Des défis logistiques et environnementaux
Malgré ses atouts, le projet doit surmonter plusieurs obstacles. La logistique reste un enjeu majeur : le transport du lait cru depuis les fermes jusqu’à l’usine nécessite des infrastructures adaptées, notamment des camions réfrigérés et des routes en bon état. Certaines zones rurales de Sétif manquent encore de ces équipements, ce qui pourrait entraîner des pertes de production ou des retards dans la collecte.
Sur le plan environnemental, l’usine devra respecter des normes strictes en matière de gestion des déchets et de consommation d’eau. Le traitement des eaux usées et la réduction de l’empreinte carbone sont des priorités pour les autorités, qui encouragent les entreprises à adopter des technologies propres. Selon Ilboursa.com, l’usine est équipée de systèmes de recyclage de l’eau et d’énergies renouvelables, comme des panneaux solaires, pour limiter son impact écologique.
Un modèle à reproduire ?
L’inauguration de cette usine soulève la question de la reproductibilité du modèle dans d’autres régions du pays. Plusieurs wilayas, comme Tiaret, Tlemcen ou Constantine, disposent d’un potentiel agricole similaire à celui de Sétif et pourraient accueillir des projets comparables. Cependant, des freins persistent, notamment le manque d’investissements privés et les difficultés d’accès au financement pour les petites et moyennes entreprises.

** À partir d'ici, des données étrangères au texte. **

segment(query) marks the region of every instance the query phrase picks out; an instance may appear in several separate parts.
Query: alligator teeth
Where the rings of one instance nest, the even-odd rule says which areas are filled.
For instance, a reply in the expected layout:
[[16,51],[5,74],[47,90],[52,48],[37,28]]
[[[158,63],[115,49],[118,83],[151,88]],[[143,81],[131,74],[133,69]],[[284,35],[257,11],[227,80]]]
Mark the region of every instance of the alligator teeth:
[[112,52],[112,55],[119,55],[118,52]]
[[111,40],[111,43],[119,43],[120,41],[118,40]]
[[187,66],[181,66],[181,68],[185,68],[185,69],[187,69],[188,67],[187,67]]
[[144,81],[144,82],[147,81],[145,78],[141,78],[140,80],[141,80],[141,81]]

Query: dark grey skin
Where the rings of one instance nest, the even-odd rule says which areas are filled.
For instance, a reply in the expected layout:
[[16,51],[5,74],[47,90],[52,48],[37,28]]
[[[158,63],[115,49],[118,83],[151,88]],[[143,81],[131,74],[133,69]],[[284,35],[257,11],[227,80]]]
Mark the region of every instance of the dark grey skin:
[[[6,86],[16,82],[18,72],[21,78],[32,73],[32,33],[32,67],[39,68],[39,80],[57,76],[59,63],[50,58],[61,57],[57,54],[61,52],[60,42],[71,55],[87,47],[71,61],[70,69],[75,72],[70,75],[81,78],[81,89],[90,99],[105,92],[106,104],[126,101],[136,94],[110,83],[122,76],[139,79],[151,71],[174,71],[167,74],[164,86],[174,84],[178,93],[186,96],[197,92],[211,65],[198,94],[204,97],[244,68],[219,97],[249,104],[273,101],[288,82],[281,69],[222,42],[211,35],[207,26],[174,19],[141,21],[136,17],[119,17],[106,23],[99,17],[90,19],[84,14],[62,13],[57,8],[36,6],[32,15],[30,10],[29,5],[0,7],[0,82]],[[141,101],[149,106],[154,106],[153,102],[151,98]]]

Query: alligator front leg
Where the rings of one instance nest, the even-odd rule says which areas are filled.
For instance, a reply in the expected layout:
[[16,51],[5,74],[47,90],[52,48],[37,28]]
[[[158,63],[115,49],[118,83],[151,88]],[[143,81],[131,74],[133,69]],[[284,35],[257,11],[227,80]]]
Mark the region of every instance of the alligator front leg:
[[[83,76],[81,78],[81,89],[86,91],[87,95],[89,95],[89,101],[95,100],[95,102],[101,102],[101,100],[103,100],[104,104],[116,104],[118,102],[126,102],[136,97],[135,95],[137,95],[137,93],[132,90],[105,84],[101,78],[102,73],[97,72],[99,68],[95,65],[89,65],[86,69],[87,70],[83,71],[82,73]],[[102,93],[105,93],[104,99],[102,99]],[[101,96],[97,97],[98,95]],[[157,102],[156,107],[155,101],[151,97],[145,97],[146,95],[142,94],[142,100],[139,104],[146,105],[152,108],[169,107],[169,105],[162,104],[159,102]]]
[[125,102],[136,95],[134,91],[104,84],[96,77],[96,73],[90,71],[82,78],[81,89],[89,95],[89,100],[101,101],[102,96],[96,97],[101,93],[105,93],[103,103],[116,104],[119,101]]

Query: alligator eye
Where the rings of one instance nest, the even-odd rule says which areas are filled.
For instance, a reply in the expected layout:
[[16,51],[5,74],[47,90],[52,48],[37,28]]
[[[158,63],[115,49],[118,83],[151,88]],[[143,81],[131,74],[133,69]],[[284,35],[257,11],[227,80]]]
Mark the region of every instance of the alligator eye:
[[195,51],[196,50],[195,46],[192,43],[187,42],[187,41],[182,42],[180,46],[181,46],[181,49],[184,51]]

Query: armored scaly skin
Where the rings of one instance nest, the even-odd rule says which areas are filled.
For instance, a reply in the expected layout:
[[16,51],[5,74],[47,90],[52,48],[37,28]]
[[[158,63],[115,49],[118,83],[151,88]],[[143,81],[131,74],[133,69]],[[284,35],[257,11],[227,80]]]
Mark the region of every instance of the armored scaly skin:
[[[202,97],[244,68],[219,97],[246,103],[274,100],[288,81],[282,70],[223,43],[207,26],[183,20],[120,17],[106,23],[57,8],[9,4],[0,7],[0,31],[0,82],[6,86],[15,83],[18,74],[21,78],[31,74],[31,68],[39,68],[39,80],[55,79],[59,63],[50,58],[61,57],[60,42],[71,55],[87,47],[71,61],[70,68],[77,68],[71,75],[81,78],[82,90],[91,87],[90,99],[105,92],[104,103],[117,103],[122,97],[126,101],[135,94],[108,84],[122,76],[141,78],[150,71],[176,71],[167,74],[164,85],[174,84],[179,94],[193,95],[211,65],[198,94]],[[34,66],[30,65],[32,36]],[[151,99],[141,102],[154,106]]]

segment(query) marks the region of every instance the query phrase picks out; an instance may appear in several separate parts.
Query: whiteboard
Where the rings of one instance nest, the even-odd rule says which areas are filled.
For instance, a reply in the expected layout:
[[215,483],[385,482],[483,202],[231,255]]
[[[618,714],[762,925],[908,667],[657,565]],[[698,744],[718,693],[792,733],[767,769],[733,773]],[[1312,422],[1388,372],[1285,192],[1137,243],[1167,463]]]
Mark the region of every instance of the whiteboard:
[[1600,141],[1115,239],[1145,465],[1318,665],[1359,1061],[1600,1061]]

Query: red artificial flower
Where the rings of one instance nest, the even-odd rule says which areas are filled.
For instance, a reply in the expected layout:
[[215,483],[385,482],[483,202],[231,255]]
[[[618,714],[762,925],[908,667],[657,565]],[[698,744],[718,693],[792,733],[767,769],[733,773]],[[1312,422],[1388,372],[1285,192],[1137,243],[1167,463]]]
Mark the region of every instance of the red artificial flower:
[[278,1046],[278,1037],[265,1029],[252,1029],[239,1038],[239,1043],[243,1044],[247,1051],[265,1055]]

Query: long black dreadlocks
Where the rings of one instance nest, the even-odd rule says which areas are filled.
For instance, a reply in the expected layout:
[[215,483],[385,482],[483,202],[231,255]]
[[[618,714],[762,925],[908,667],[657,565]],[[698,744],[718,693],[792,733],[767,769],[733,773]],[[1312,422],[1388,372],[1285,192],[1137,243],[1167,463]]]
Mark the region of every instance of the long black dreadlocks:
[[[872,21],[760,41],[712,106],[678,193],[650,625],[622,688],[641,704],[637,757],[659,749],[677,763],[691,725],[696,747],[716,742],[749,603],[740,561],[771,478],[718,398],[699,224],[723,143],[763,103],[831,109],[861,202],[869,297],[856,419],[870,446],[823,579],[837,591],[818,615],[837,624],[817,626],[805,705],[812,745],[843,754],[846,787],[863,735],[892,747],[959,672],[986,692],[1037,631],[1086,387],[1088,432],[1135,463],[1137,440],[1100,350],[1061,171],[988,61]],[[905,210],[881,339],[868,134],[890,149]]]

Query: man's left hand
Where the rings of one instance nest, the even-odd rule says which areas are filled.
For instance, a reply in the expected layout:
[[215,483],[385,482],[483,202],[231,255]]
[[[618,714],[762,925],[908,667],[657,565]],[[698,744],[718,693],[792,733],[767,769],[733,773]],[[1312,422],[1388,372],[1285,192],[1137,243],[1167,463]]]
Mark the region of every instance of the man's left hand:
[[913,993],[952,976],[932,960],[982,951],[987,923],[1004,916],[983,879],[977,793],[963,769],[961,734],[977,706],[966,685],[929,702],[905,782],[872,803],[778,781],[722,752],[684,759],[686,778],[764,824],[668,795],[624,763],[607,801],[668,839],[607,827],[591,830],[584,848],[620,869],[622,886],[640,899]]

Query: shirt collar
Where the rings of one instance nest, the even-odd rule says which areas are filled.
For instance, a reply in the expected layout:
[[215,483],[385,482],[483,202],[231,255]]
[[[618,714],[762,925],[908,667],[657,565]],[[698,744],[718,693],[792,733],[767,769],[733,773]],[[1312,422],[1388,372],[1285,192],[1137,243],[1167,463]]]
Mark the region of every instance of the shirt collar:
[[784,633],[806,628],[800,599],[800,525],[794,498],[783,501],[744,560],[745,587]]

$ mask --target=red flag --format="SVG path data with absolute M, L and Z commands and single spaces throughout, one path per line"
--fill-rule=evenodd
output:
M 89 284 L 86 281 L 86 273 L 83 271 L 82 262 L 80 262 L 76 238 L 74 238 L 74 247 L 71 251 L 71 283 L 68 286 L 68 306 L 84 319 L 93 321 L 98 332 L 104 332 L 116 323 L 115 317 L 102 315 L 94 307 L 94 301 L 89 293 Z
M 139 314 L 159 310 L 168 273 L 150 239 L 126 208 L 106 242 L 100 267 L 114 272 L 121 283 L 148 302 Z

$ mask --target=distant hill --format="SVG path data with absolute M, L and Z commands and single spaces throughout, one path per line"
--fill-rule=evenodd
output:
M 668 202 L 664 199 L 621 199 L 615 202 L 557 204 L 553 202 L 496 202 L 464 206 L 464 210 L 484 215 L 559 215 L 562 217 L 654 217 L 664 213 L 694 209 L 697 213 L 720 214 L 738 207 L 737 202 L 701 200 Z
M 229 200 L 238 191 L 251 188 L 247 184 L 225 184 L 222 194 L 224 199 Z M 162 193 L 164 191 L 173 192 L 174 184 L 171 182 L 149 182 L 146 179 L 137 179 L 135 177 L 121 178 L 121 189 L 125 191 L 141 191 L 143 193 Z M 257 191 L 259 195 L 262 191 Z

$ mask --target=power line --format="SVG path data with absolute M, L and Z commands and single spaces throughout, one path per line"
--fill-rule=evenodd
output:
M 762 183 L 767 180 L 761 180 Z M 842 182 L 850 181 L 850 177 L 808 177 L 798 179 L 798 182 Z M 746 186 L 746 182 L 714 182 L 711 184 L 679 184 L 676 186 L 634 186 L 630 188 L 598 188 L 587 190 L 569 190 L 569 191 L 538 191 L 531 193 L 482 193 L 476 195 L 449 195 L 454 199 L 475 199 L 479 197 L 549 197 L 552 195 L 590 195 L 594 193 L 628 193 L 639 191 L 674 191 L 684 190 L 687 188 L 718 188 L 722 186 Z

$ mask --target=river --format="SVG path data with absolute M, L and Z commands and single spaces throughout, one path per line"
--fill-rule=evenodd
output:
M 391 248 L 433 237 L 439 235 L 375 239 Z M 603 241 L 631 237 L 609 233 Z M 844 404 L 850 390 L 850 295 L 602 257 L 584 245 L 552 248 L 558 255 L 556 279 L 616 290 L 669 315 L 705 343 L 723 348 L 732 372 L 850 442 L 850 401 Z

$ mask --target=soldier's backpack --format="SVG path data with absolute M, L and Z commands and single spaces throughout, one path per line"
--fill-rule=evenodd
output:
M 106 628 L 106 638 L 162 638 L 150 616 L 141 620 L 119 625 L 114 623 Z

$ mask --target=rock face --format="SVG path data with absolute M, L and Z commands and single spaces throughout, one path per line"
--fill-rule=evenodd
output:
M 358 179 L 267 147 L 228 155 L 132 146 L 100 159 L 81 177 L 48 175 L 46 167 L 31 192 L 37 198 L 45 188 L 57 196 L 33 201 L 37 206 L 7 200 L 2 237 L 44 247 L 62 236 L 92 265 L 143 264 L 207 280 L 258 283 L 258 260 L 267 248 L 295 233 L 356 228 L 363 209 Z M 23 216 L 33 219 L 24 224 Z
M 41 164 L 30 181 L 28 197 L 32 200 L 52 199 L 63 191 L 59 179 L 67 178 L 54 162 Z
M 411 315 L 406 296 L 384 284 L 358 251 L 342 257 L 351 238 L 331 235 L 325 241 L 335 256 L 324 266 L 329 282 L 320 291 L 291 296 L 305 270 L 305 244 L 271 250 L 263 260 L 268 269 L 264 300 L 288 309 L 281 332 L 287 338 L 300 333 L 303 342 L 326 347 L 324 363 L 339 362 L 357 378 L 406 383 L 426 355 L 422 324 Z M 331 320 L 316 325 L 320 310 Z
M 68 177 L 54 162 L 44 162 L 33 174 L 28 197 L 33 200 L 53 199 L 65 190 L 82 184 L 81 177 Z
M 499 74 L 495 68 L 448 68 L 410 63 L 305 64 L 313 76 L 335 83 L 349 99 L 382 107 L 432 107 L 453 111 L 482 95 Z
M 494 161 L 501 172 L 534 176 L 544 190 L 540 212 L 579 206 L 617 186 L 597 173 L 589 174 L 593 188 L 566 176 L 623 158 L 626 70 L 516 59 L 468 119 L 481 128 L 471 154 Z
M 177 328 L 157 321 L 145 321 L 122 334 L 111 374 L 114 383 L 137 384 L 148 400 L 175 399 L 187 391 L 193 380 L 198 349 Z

Pour encourager ces initiatives, le gouvernement a annoncé des mesures incitatives, comme des exonérations fiscales pour les investisseurs dans le secteur agroalimentaire et des facilités pour l’obtention de terrains industriels. Ces dispositifs visent à accélérer la transition vers une économie moins dépendante des importations, tout en créant des emplois durables.
L’usine de Sétif représente ainsi bien plus qu’une simple infrastructure industrielle : elle incarne une volonté politique de transformer le secteur laitier algérien, en combinant innovation, partenariats public-privé et développement régional. Si les résultats sont au rendez-vous, ce projet pourrait servir de référence pour d’autres filières stratégiques, comme les céréales ou les viandes, où l’Algérie cherche également à réduire sa dépendance aux importations.